After the 17-year-old John Barsby student graduates this spring, she’ll be packing for a post-secondary education at the University of Hawaii where she’s won scholarships to study international business and join the school’s track and field team.

It’s a feat she’s been striving for since the sixth grade.

“I have been working towards going there as my main track and field and academic goal,” said Stewart, who says it’s very exciting to get the opportunity.

Stewart, a member of the Nanaimo Track and Field Club, has dedicated most of her days, weeks, months and years to the sport and it’s shaped a lot of who she is. It’s taught her to appreciate hard work and that no matter the challenge and how great it is, to face it head on.

“I’ve never been able to fall short basically of determination and drive from track, it has taught me discipline and respect of work,” she said.

But it was a trip to Guatemala last summer that sparked her interest in international business. She taught English as a volunteer with Creating Opportunities with Guatemalans, an organization that tries to help young students break out of poverty through education.

When she had the chance to meet and talk with the charity’s founder about how she got to where she was, Stewart learned the founder had a business degree. Stewart started to chart her own course.

“I became very inspired by her, and the ability through business to work around the world and help people seemed very exciting to me,” she said.

Stewart is no stranger to helping others.
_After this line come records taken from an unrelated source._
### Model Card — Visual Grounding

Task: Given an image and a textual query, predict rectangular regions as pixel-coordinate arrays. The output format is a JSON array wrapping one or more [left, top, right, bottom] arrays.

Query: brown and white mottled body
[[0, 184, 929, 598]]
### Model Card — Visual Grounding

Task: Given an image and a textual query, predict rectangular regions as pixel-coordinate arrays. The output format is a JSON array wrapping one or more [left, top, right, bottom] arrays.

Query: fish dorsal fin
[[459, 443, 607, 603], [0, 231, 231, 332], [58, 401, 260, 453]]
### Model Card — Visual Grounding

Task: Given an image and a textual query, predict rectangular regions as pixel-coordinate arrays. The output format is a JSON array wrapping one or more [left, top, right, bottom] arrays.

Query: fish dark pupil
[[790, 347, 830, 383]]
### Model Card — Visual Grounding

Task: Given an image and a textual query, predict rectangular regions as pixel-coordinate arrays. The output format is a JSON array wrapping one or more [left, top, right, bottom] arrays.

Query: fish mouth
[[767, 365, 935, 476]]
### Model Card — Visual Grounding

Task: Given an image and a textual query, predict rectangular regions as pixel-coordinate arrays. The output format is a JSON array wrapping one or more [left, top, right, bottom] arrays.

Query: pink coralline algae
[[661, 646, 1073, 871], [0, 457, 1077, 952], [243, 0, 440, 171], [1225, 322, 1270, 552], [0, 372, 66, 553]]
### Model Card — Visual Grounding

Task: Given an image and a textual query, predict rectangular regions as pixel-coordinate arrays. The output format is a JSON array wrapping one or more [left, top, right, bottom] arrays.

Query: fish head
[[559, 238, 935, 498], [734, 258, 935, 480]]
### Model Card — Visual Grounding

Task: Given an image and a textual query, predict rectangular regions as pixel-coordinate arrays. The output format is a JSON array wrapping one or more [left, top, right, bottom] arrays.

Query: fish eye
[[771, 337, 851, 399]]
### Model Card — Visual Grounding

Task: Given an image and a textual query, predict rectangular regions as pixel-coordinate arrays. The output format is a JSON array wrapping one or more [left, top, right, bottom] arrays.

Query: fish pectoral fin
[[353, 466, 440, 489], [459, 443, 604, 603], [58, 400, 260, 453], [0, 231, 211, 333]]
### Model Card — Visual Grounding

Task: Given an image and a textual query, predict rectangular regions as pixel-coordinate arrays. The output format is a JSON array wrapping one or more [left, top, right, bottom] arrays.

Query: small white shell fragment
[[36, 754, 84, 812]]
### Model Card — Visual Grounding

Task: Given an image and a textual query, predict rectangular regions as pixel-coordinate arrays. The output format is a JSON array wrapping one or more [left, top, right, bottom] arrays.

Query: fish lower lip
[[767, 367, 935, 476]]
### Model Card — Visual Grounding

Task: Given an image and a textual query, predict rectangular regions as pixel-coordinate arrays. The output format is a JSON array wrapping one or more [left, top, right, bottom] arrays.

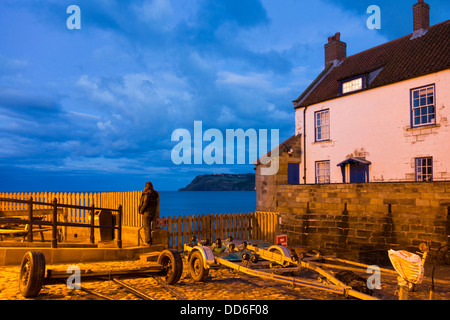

She has helped plan for her school’s visit from its sister school in Japan, has volunteered with the Northern Games and was a student representative for the John Barsby Wellness Centre.

In 2017, she heard about an effort to create bee-friendly schools during the Rotary Youth Leadership Awards and she brought the buzz back to Barsby, helping it earn its stripes as the first designated Bee City School in B.C. as the co-chair of the John Bars-Bee Club. The club helps teach young students at Georgia Avenue about pollinators, plants and bees and was involved in helping refurbish John Barsby’s garden.

“It’s not just a respect for bees, it’s really just a respect for the world we live in,” said Stewart of the certification. “We have the power, as students at John Barsby, to make an impact in that and make a change.”

As she gets ready to leave the school, Stewart hopes the stamp she leaves is a message to have fun, try hard and make new friends – her personal motto.

“High school and, like, life, it’s exactly what you put in, it’s exactly what you make of it,” she said.